August 1st, 2017
Sometimes distrust between people or groups in the workplace is obvious: blatant interpersonal conflicts, people refusing to work with each other, open acknowledgment that trust is low. But often distrust is hidden. It lurks behind a veneer of polite, friendly interactions that mask what I’ve come to call a culture of secret distrust.
Secret distrust can afflict teams, people in different departments or divisions, and even entire companies. The distrust stays hidden because no one will openly acknowledge that trust is an issue. If you ask any team member within earshot of another they will assure you they do trust each other. Unless you know what to look for, hidden distrust can go on creating a huge hidden cost indefinitely in the form of lost time, money, and energy.

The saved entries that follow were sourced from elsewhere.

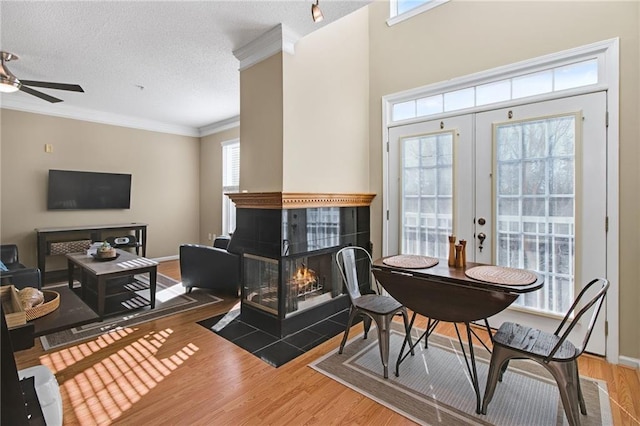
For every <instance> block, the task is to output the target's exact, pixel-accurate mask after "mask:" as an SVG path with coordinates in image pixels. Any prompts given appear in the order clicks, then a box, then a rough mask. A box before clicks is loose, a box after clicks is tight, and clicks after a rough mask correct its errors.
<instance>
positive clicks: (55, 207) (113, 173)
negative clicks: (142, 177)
mask: <svg viewBox="0 0 640 426" xmlns="http://www.w3.org/2000/svg"><path fill="white" fill-rule="evenodd" d="M130 204H131V175H130V174H125V173H99V172H80V171H74V170H49V186H48V191H47V208H48V209H49V210H91V209H128V208H130Z"/></svg>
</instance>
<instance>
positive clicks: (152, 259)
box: [151, 254, 180, 262]
mask: <svg viewBox="0 0 640 426" xmlns="http://www.w3.org/2000/svg"><path fill="white" fill-rule="evenodd" d="M178 259H180V256H179V255H177V254H176V255H173V256H164V257H154V258H153V259H151V260H155V261H156V262H166V261H168V260H178Z"/></svg>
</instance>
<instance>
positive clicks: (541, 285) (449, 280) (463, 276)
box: [373, 256, 544, 293]
mask: <svg viewBox="0 0 640 426" xmlns="http://www.w3.org/2000/svg"><path fill="white" fill-rule="evenodd" d="M388 257H392V256H388ZM386 258H387V257H383V258H380V259H376V260H375V261H374V262H373V266H374V267H376V268H380V269H385V270H391V271H395V272H400V273H403V274H407V275H411V276H415V277H420V278H425V279H430V280H436V281H440V282H449V283H452V284H457V285H464V286H469V287H474V288H485V289H487V290H492V291H504V292H508V293H529V292H532V291H535V290H538V289H540V288H542V286H543V285H544V279H543V278H542V276H541V275H540V274H538V273H535V275H536V281H535V282H534V283H532V284H527V285H517V286H516V285H508V284H495V283H489V282H485V281H479V280H475V279H473V278H469V277H468V276H467V275H466V274H465V271H466V270H468V269H471V268H474V267H476V266H487V265H486V264H483V263H473V262H468V263H467V265H466V267H464V268H455V267H452V266H449V265H448V263H447V260H446V259H440V262H439V263H438V264H437V265H435V266H432V267H430V268H424V269H409V268H399V267H396V266H389V265H387V264H385V263H384V259H386ZM531 272H533V271H531Z"/></svg>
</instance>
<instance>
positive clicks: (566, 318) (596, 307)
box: [482, 278, 609, 425]
mask: <svg viewBox="0 0 640 426" xmlns="http://www.w3.org/2000/svg"><path fill="white" fill-rule="evenodd" d="M608 289H609V281H607V280H606V279H603V278H596V279H594V280H592V281H591V282H590V283H589V284H587V285H586V286H585V287H584V288H583V289H582V291H581V292H580V294H578V297H576V299H575V301H574V302H573V304H572V305H571V308H570V309H569V311H568V312H567V314H566V315H565V317H564V319H563V320H562V322H561V323H560V325H559V326H558V328H557V329H556V331H555V332H554V333H553V334H550V333H545V332H544V331H541V330H537V329H535V328H531V327H526V326H523V325H520V324H515V323H511V322H505V323H503V324H502V325H501V326H500V328H499V329H498V331H497V332H496V334H495V335H494V336H493V352H492V354H491V364H490V366H489V375H488V377H487V386H486V389H485V393H484V400H483V403H482V413H483V414H487V407H488V405H489V403H490V402H491V398H493V393H494V391H495V389H496V385H497V383H498V381H502V375H503V373H504V372H505V370H506V369H507V366H508V364H509V360H510V359H530V360H533V361H535V362H537V363H539V364H540V365H542V366H543V367H545V368H546V369H547V370H548V371H549V372H550V373H551V375H552V376H553V378H554V379H555V380H556V383H557V384H558V390H559V391H560V398H561V399H562V406H563V407H564V412H565V414H566V416H567V420H568V421H569V424H570V425H579V424H580V414H579V413H578V407H579V409H580V412H581V413H582V414H584V415H586V414H587V408H586V406H585V403H584V397H583V396H582V389H580V376H579V374H578V361H577V359H578V357H579V356H580V355H581V354H582V352H584V349H585V347H586V346H587V343H588V342H589V337H591V332H592V331H593V327H594V325H595V323H596V319H597V317H598V313H599V312H600V308H601V307H602V303H603V302H604V297H605V295H606V293H607V290H608ZM593 292H595V295H593V296H590V297H591V298H590V299H587V297H588V296H587V294H589V295H591V294H593ZM585 299H587V300H585ZM577 307H580V310H579V311H578V312H577V313H576V314H575V315H573V313H574V311H575V310H576V308H577ZM589 311H591V318H590V320H589V323H588V325H587V327H586V328H585V332H584V334H583V336H582V342H581V345H580V346H578V347H576V346H574V344H573V343H571V342H570V341H569V340H568V336H569V333H571V331H572V330H573V328H574V327H575V326H576V324H578V323H579V322H580V319H581V318H582V317H583V316H584V315H585V314H586V313H587V312H589ZM572 315H573V316H572Z"/></svg>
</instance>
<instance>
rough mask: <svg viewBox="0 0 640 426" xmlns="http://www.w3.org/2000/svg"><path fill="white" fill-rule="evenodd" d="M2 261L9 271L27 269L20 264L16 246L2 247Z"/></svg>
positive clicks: (1, 245) (0, 251)
mask: <svg viewBox="0 0 640 426" xmlns="http://www.w3.org/2000/svg"><path fill="white" fill-rule="evenodd" d="M0 260H2V263H4V265H5V266H6V267H7V269H9V271H13V270H16V269H23V268H25V266H24V265H23V264H22V263H20V259H19V257H18V246H17V245H15V244H2V245H0Z"/></svg>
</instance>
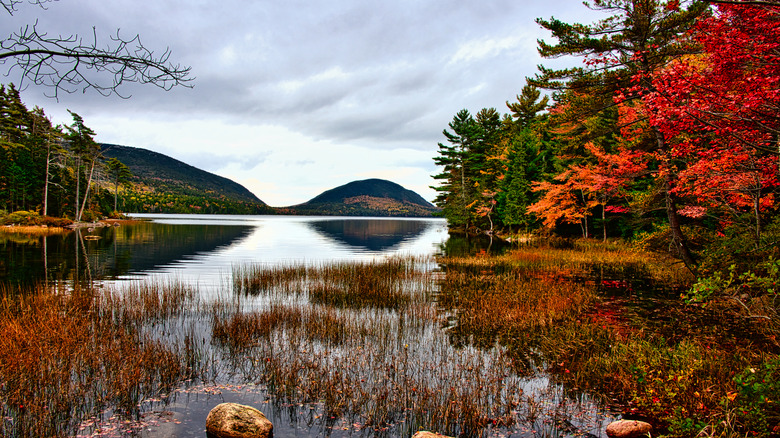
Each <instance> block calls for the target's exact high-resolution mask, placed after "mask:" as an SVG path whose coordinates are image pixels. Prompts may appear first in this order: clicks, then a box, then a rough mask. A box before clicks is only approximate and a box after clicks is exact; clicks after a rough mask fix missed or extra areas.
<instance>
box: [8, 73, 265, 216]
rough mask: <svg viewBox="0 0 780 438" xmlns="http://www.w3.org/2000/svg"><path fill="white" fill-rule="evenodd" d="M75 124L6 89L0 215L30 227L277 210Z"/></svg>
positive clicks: (216, 181)
mask: <svg viewBox="0 0 780 438" xmlns="http://www.w3.org/2000/svg"><path fill="white" fill-rule="evenodd" d="M71 116H72V118H73V122H72V124H70V125H67V126H59V125H58V126H54V125H52V123H51V121H50V119H49V118H48V117H47V116H46V114H45V113H44V111H43V109H41V108H38V107H36V108H34V109H33V110H29V109H28V108H27V107H26V106H25V104H24V103H23V102H22V101H21V97H20V95H19V90H18V89H17V88H16V87H15V86H14V85H13V84H11V85H8V86H0V153H1V154H2V157H1V158H0V212H5V213H11V212H15V211H25V212H32V213H30V214H28V213H25V214H24V215H21V216H20V215H16V216H15V217H16V218H17V219H14V220H19V218H22V217H24V218H27V219H25V220H26V221H27V222H31V223H35V222H43V223H51V221H50V220H47V221H40V220H37V219H34V218H35V217H38V216H54V217H59V218H68V219H71V220H76V221H82V220H86V221H90V220H94V219H97V218H99V217H103V216H109V215H112V214H114V213H115V212H158V213H223V214H258V213H267V212H271V211H272V210H271V209H270V208H269V207H268V206H266V205H265V204H264V203H263V202H262V201H261V200H259V199H257V197H255V196H254V195H253V194H252V193H251V192H249V191H248V190H247V189H246V188H244V187H242V186H241V185H239V184H237V183H235V182H233V181H230V180H228V179H226V178H222V177H220V176H217V175H214V174H211V173H208V172H204V171H202V170H199V169H196V168H194V167H192V166H190V165H187V164H185V163H182V162H180V161H177V160H174V159H172V158H170V157H167V156H165V155H162V154H158V153H156V152H151V151H147V150H144V149H139V148H131V147H125V146H115V145H100V144H98V143H96V142H95V140H94V136H95V132H94V131H93V130H92V129H90V128H89V127H88V126H87V125H86V123H85V121H84V119H83V118H82V117H81V116H79V115H78V114H76V113H71Z"/></svg>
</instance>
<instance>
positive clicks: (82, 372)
mask: <svg viewBox="0 0 780 438" xmlns="http://www.w3.org/2000/svg"><path fill="white" fill-rule="evenodd" d="M97 303H98V300H97V299H96V297H95V292H94V291H92V290H76V291H74V292H73V293H70V294H60V293H54V292H53V291H51V290H47V289H43V288H39V289H36V290H33V291H29V293H27V294H26V295H10V294H9V293H7V291H6V293H5V294H4V296H3V298H2V301H1V302H0V332H2V333H3V336H2V337H0V381H2V385H3V390H2V393H0V416H2V417H3V418H4V419H5V421H3V422H2V424H1V425H0V434H2V435H3V436H68V435H72V434H73V433H74V431H75V430H76V429H77V426H78V424H79V423H80V422H81V421H82V420H83V419H85V418H87V417H89V416H91V415H96V414H98V413H99V412H102V411H103V410H104V409H107V408H110V409H112V410H113V411H114V412H115V413H117V414H119V415H127V416H133V415H135V414H137V412H138V404H139V403H140V402H141V401H143V400H144V399H146V398H148V397H153V396H159V395H160V394H165V393H168V392H169V391H170V390H172V389H173V388H174V387H175V386H176V385H177V384H178V383H179V382H181V380H182V379H183V378H186V376H187V375H188V370H187V367H186V366H185V364H184V362H183V360H182V356H181V354H180V352H179V351H178V349H177V348H174V347H171V346H169V345H166V344H164V343H162V342H160V341H158V340H155V339H153V338H152V337H151V336H147V335H144V334H142V333H141V332H140V331H139V330H137V329H136V328H134V327H132V326H130V325H127V324H123V323H117V322H116V321H115V320H114V319H113V318H106V317H105V316H104V315H106V313H105V312H101V311H99V309H98V307H97V306H98V304H97Z"/></svg>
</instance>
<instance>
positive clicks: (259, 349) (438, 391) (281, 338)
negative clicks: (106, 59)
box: [0, 215, 615, 438]
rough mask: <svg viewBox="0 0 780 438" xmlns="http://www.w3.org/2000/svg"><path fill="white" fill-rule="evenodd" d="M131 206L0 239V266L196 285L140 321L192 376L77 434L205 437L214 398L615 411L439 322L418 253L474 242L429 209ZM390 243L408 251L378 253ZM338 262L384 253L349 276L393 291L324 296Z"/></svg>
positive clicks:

It can demoralize good employees, stifle innovation, create unnecessary stress, and still go mostly unnoticed.
When hidden distrust is part of the culture of a team or company it affects everything. The good news is, if you know it’s there you can do something about it. To help you determine if your team is hobbled by hidden distrust here are seven symptoms to look for:
- No conflict or controversy. Team members fear conflict because they don’t trust each other or even themselves to keep their focus on ideas. Instead they are afraid conflict will become personal. As a result they don’t openly question or challenge each other’s ideas or opinions and fail to address issues they need to deal with if there is any sign of conflict. What they will do is complain to each other or the boss privately. They may also use political maneuvering to get what they want. The ability to engage in the kind of creative conflict that yields great results requires strong trust. If it’s absent those conversations don’t happen. Nor do the great results everyone wants.
- No accountability. It is a sure sign of distrust when someone on the team does something, or fails to do something, that hurts the team and no one calls them on it. For example, the team is waiting for input from one member who repeatedly fails to produce it, but no one on the team addresses the problem directly. Accountability conversations among team members requires trust. No trust, no accountability. Which also kills results.
- Few decisions, little action, no results. There may be lots of discussion but the team seldom comes to a decision on anything. Coming to a decision as a team requires that they’ve really worked through the issues and addressed everyone’s concerns. This, in turn requires trust. Without trust, no decisions. Not much ever gets done and results are delayed at best.
- Decisions made without the team. Sometimes it can appear the team is making decisions and taking action, but a closer look will reveal that they are not really made by the team. The team meets, issues are brought up and talked about but no decisions are made. The team adjourns and then team members with different interests and agendas lobby a single decision-maker one-on-one after the team meeting. Unfortunately, when decisions are in made this way the decision-maker rarely hears from everyone and the value of the team is diminished or lost completely.
- Over-attended meetings. When everyone and their grandmother troops from one meeting to the next, it’s likely distrust is at work. Everyone wants to be there because none of them trusts others to be fully honest, paint an accurate picture, completely understand or fairly represent issues, or even that they care about achieving the team’s mission. It requires strong trust to leave important decisions to others. The benefit, of course, is that people are deployed much more efficiently and effectively when they’re not all involved in every discussion and decision.
- Excessive oversight. Having one or two additional pairs of eyes on things is important, especially the eyes of people whose work is affected. But when everyone on the team wants approval on even small decisions it’s a pretty good indication team members don’t trust each other. This, in turn, slows everything down. When trust is high each team member is trusted to do what he/she does well and work gets done effectively and efficiently.
- People withhold critical information. When team members don’t trust each other a common behavior is to control information that is important to the team. Information is power that people can use to protect themselves against others they don’t trust so they keep everything close to the vest. Teams that trust share information freely with each other so that everyone has what they need to do their part in achieving the team’s goals.
If you recognize two or more of these symptoms it is highly likely your team is being sabotaged by secret distrust. Okay, you say, I do see that my team (or department, or company) may be hobbled by secret distrust. So what can I do about it?
Building trust starts with being honest about what is happening. If people don’t trust each other someone has to name it before any change can begin. This is not an easy or comfortable thing for any individual to do. For starters others may not willing look at it even if you do call it out to the team – culture is resistant to change.
What you can do is begin by identifying other people who can help start the necessary trust building conversation. Those people can include other team members who recognize the team needs to work on trust; the team’s sponsor if he/she can see the problem; other influential leaders in your organization who understand what needs to be done; finally, your company’s HR can often recommend internal or external resources for this. But the bottom line is if no one does anything and the status quo reigns your team and company will continue to suffer from a culture of secret distrust.